Si l'informatique permet de réaliser des tâches avec une très grande rapidité, la disparition du courrier postal provoque des incidents que nous constatons au quotidien: effacement de répertoire électronique, de courriels, etc. Jusqu'à parfois perdre définitivement des contacts dont nous ne possédions exclusivement que les coordonnées électroniques. C'est aussi la contrepartie du tout numérique. Et nous sommes chaque jour confrontés à cette réalité.

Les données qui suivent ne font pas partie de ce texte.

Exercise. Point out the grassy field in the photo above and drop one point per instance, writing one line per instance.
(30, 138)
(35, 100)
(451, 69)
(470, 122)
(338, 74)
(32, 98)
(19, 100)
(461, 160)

Il serait donc préférable de considérer le courrier électronique comme une sorte de message oral, du même ordre qu'une conversation téléphonique, et réserver une partie des documents écrits exclusivement sur support papier. Ceci va bien entendu à l'encontre des assauts successifs des constructeurs qui cherchent à vendre des lecteurs de livres électroniques en tentant de convaincre les clients par les performances de leurs dernières nouveautés. Malheureusement les liseuses électroniques se sont avérées être un fiasco économique puisqu'elles n'ont pas réussi à remplacer le livre papier et que les ventes n'ont pas été au rendez-vous. 

D'autre part, avec la dématérialisation du document écrit se produit également un certain relâchement dans la rédaction de ces documents, qui par certains côtés ressemble à la production orale, avec toutes les caractéristiques que comporte la culture orale: déformation lors de la transmission des informations, phénomène du « parler pour ne rien dire juste pour s'entendre parler », etc. De plus, même si cela semble une évidence, certains oublient un peu vite le fait que savoir se servir d'un simple stylobille pour écrire un document est d'une plus grande utilité que de savoir maîtriser un système d'exploitation informatique, en ne sachant plus prendre des notes sur un simple bloc de papier. La précipitation des industriels sur la fabrication de nouveaux produits à des fins de profits ne doit pas faire oublier aux utilisateurs toutes les conséquences et les comportements qu'induisent ces équipements. Comme l'écrivait Platon, « une science de l'usage est nécessairement toujours plus haute qu'une science de la production: c'est le musicien, celui qui se sert de la lyre, qui est le seul juge de sa qualité ».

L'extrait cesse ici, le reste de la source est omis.